Filiera meccanica, la Regione Calabria punta su lavoro e sviluppo industriale
L’assessore Giovanni Calabrese indica il settore come leva strategica per crescita, occupazione e valorizzazione delle competenze
La filiera meccanica si conferma uno dei pilastri su cui costruire il futuro produttivo della Calabria. È questa la visione ribadita dall’assessore regionale allo sviluppo economico e al lavoro Giovanni Calabrese, che individua nel settore una leva concreta per generare occupazione qualificata e rafforzare il sistema industriale regionale.
La presenza di un tessuto manifatturiero articolato, con migliaia di imprese e decine di migliaia di addetti, rappresenta una base solida da cui partire per costruire nuove opportunità di crescita.
Integrazione tra imprese e apertura ai mercati internazionali
Al centro della strategia regionale vi è il rafforzamento della filiera attraverso una maggiore integrazione tra aziende locali e grandi player industriali. L’obiettivo è quello di creare connessioni con reti produttive internazionali, favorendo l’ingresso delle imprese calabresi in circuiti globali e aumentando la competitività del territorio.
Le esperienze già avviate dimostrano come la collaborazione tra istituzioni, imprese e industria possa rappresentare un modello efficace per sviluppare innovazione e consolidare la presenza della Calabria nei mercati internazionali.

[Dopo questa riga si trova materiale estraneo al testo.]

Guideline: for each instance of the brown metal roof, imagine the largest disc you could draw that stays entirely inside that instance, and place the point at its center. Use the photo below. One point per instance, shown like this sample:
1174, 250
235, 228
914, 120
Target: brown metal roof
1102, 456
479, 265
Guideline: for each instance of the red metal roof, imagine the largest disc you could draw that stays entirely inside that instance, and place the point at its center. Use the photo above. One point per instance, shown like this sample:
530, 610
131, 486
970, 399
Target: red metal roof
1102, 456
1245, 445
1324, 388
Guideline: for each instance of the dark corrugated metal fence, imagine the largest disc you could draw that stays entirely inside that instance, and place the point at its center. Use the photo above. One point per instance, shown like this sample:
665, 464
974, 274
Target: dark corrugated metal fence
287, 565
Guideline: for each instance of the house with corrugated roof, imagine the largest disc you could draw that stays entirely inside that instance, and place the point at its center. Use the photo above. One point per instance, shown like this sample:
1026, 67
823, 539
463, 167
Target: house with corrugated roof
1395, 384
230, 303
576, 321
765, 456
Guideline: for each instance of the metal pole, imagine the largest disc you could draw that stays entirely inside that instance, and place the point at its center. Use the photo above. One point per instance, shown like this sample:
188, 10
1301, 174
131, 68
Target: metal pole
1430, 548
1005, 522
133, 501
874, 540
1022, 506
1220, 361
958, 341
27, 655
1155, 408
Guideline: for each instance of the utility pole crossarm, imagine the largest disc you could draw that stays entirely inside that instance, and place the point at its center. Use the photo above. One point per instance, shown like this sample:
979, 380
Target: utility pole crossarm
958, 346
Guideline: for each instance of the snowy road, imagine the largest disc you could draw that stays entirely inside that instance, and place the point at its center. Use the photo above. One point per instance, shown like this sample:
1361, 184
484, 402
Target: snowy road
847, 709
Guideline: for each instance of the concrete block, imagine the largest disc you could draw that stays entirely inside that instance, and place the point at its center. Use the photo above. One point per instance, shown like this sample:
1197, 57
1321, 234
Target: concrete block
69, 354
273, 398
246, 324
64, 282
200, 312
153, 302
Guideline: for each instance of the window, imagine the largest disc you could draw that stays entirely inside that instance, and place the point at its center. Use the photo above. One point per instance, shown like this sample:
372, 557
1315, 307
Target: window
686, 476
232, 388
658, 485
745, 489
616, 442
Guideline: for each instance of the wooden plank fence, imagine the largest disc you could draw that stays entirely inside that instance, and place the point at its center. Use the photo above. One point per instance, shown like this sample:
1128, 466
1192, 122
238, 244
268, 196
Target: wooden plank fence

Lavoro, formazione e nuove competenze
Un ruolo centrale è attribuito alle politiche attive del lavoro e alla formazione. La Regione punta a sostenere percorsi di qualificazione professionale, tirocini e strumenti di accompagnamento all’occupazione, con l’obiettivo di creare figure specializzate in linea con le esigenze delle imprese.
Secondo l’assessore Calabrese, investire nella formazione significa trattenere competenze sul territorio e offrire ai giovani prospettive concrete di inserimento nel mondo del lavoro, contribuendo a contrastare il fenomeno dell’emigrazione.
Una visione di sviluppo legata al territorio
La filiera meccanica viene così interpretata come un elemento chiave per uno sviluppo industriale sostenibile, capace di valorizzare le risorse locali e generare ricadute economiche diffuse.
La sfida, sottolineata dalla Regione, è quella di consolidare un sistema produttivo integrato, in grado di unire innovazione, occupazione e competitività, trasformando la Calabria in un territorio attrattivo per investimenti e nuove opportunità industriali.